The man attacked first, a blisteringly fast series of rights and lefts that Milton blocked with his forearms. The flurry forced Milton onto the defensive, and he stepped away from his attacker, opening up enough of a gap so that the man could change to kicks. He went low, hard right and left strikes that bounced off his thighs and calves, aiming for the weaker junctions of cartilage and bone at his knees. Milton blocked.
The man aimed higher, his right foot slamming into the left side of Milton’s torso, but he had been anticipating it and, ignoring the fierce blare of pain, he clamped his left armpit down over the man’s ankle and, grabbing his shin with his right hand, he yanked and spun at the same time, lifting the man off his standing foot and corkscrewing him in the air until he landed on his face with a heavy thud.
The cleaver was on the ground. Milton stooped to collect it and turned, looking for the second man.
He had a gun.
He fired.
The bullet went wide, only just, drilling a neat hole in the centre of the wide pane of glass and striking the wall outside with a puff of chewed-up masonry.
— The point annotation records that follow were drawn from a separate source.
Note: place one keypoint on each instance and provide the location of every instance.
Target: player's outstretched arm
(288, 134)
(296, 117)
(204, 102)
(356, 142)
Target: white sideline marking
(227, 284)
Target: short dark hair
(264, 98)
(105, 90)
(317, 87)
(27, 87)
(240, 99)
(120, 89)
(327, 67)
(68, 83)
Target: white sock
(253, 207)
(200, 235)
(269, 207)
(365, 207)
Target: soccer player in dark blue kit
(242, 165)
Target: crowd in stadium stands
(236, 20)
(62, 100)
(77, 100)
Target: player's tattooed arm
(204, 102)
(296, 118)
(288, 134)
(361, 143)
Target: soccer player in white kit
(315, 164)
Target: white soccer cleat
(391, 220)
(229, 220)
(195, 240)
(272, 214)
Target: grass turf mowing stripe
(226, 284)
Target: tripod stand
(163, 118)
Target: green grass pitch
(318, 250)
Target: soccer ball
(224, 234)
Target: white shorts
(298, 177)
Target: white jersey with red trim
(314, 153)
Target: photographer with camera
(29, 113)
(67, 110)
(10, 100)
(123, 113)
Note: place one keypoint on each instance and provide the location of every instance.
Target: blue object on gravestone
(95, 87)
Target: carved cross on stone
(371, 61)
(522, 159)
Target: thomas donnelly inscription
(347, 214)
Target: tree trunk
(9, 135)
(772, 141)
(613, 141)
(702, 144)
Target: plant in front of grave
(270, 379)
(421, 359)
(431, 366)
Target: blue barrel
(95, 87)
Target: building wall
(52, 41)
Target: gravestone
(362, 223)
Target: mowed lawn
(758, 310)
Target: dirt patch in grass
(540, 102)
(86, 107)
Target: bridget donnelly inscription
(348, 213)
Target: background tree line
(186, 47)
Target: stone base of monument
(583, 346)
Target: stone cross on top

Milton threw the cleaver. It streaked between them, end over end, the blade burying itself in his assailant’s sternum.
“No!”
A rending, anguished cry. The first man was back on his feet. He sprang at Milton and buried his shoulder in his stomach as he wrapped his arms around his waist and propelled him backwards. Milton’s head bounced against the edge of a cupboard, but he managed to hold onto the man, using his dead weight to pull him down to the floor as he wrapped his legs around his waist. He held him tight and squeezed, trying to restrict his movement, but the man reached a hand up between their bodies for Milton’s eyes. Milton jerked his head back at the last moment and butted the man, hard, square in the face. With his legs still pinning the man’s left arm to his side, and with his right hand fastened around the man’s right wrist, Milton drew back his left and pummelled him with a series of crisp, stiff jabs.
One.
Two.
Three.
Four.
Five.
Milton fired in a sixth and then seventh blow. Blood splattered across the man’s face from his hopelessly shattered nose and lacerated lips until with the eighth—and as Milton feared he was about to kill him—he gave a groan, his strength dissipated, and his eyes rolled back into his head.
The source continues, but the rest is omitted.